Далее, Край, а пока что:

– Эта, где моя парик? – спросил больной.

– Их бин не понимайт, сэр? – сказала Мотя, оставшаяся, между прочим, ухаживать за больной Аннушкой:

– Без согласия мужа – археолога, за которого вышла замуж не так уж давно, но после его ответа на слова:

– Что вы ищите, таланты?

– Да.

– Тогда мы похожи, потому что я тоже, да, согласна.

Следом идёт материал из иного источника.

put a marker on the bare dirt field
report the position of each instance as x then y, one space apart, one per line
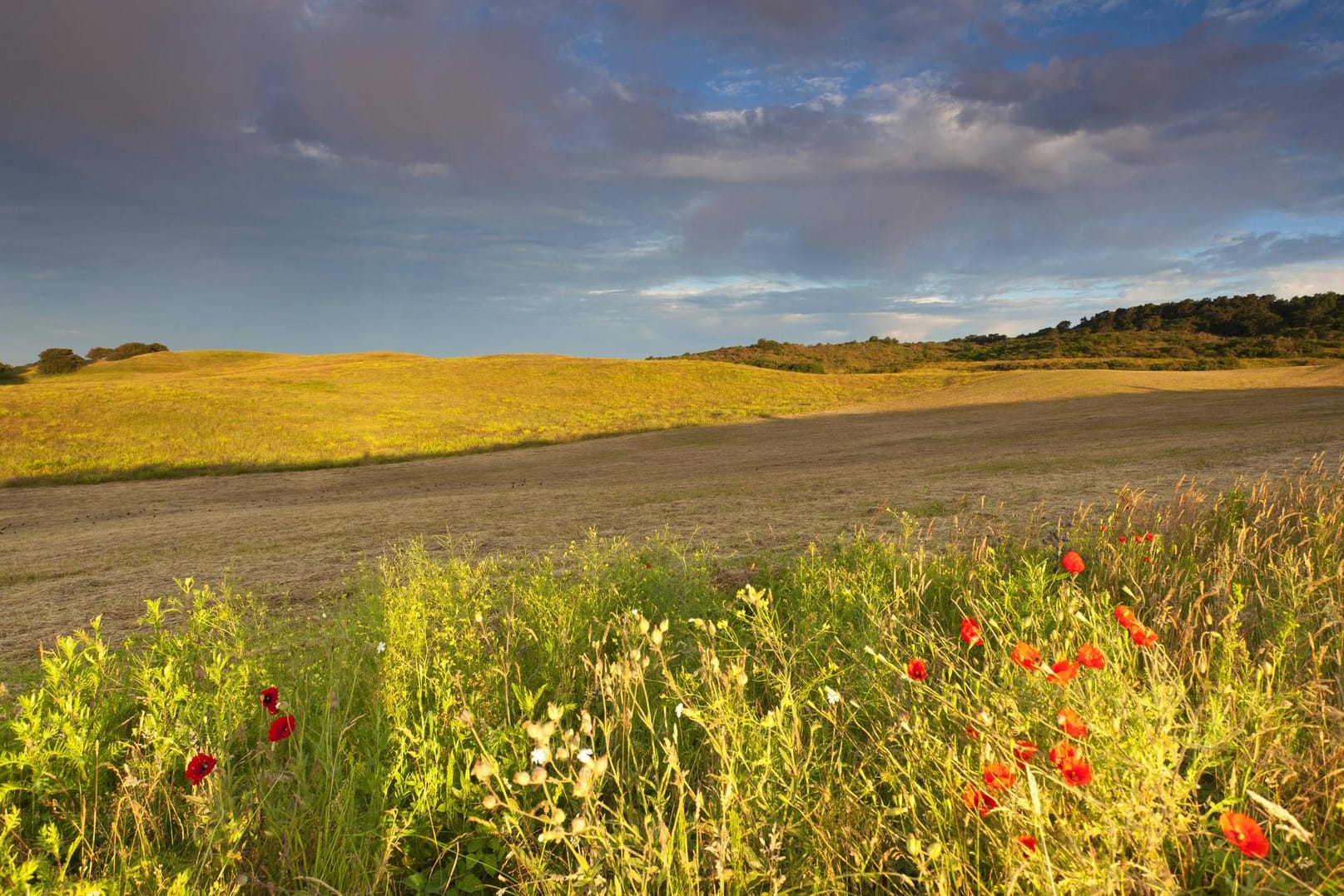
70 552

– У вас уже есть хоть один талант?

– Да, только один и остался, – мрачно ответила Мотя.


Медиум:

В Край – НаКонце:

– Что ты здесь делаешь, кажется, ты должен был умереть?

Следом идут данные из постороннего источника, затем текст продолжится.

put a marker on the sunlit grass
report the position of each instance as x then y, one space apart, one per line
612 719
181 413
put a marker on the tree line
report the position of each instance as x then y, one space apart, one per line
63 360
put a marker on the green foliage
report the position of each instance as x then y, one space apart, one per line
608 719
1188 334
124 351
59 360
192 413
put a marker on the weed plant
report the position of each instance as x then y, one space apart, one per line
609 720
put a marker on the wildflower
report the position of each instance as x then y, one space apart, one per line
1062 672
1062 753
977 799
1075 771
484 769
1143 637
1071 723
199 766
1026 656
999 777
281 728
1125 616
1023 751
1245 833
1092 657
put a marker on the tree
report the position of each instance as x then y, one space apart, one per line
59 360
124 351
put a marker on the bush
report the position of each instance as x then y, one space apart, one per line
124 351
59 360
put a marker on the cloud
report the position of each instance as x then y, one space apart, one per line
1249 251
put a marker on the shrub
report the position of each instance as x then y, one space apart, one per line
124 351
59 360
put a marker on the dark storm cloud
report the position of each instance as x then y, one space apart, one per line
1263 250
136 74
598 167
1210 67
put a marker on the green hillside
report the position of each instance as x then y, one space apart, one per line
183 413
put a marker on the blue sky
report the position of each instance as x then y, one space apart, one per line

– Понтий заменил мне ВМН на двадцать пять и пятнадцать по рогам. – Га-Ноцри – ВВ.

– Какой?

– Хочу работать, как сказал Папанов, прежде чем умереть.

– До этого он не работал?

Работал, но, видимо, показалось мало. То скульптором, то выращивал:

– Кулубнику, своими, – Мотя показала на свои, однако, не мозолистые лапы, – руками.

– И вот доигрался, – досказал за нее лежащий на новом раздвижном – для гостей – диване мэн, хотя Мотя думала, а теперь уже не понимала:

– Почему именно, – это должна быть толи Николь Кидман, толи принцесса Монако – если это не одно и тоже.

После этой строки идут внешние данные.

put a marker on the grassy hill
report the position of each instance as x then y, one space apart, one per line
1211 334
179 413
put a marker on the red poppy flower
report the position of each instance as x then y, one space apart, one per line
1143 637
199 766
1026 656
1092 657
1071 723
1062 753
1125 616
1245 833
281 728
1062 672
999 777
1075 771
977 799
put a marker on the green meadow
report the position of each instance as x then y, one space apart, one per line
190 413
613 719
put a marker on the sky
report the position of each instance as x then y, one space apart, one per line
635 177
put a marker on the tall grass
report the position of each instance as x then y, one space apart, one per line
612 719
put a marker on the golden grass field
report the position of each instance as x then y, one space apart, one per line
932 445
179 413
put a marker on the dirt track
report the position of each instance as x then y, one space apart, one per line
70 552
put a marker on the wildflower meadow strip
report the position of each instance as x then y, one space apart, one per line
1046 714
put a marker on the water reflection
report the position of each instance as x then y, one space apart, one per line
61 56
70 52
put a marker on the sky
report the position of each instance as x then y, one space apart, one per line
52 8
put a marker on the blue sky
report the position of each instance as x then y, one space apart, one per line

– Ты что хочешь делать? – спросил парень без парика, а значит, был – как сказал Шекспир, засмотревшейся на него королеве:

– Как все, ваше величество – лысый.

– И да, вы не смогли бы сменить компресс, а, чувствую, опять нагревается?

– На ноге?

– Почему на ноге?

– Я видела, что вы не могли сами идти после падения на масле, и добавлю:

– Хорошо, что еще не провели трамвайную линию, а то бы...

– А то бы тю-тю.

– Так это Тю-Тю еще никогда не поздно сделать, ибо – если вы еще не знаете – моя специализация:

– Соединять вместе времена отдаленные.

– В каком смысле? Вы хотите и меня сослать в туды-твою, в эти отдаленные места.

– Всему свое время, тем более вы уже там были, и вместе со своей незабвенной Тетей.

– Я стараюсь об этом не помнить.

– Не бойтесь, я ничего не скажу об этом э литл эпизоде вашей бурной жизни мужу.

– Моему?

– У вас два мужа?

– Да, – улыбнулась Мотя, чтобы ответить шуткой: – Второй – это Тетя.

– Тетя – это та миловидная княгиня, которая уже дописывает трилогию: Брысь под Лексус – три?

– Прошу прощения, но вы ошиблись:

– Пока что только задумала вторую часть.

– Для меня будущее, как для вас настоящее:

– На одном и том же полотне.

– Как у Ван Гога, – сказала Мотя.

– Да, но еще точнее:

– Как у Всех. И да: так чем вы Там занимались?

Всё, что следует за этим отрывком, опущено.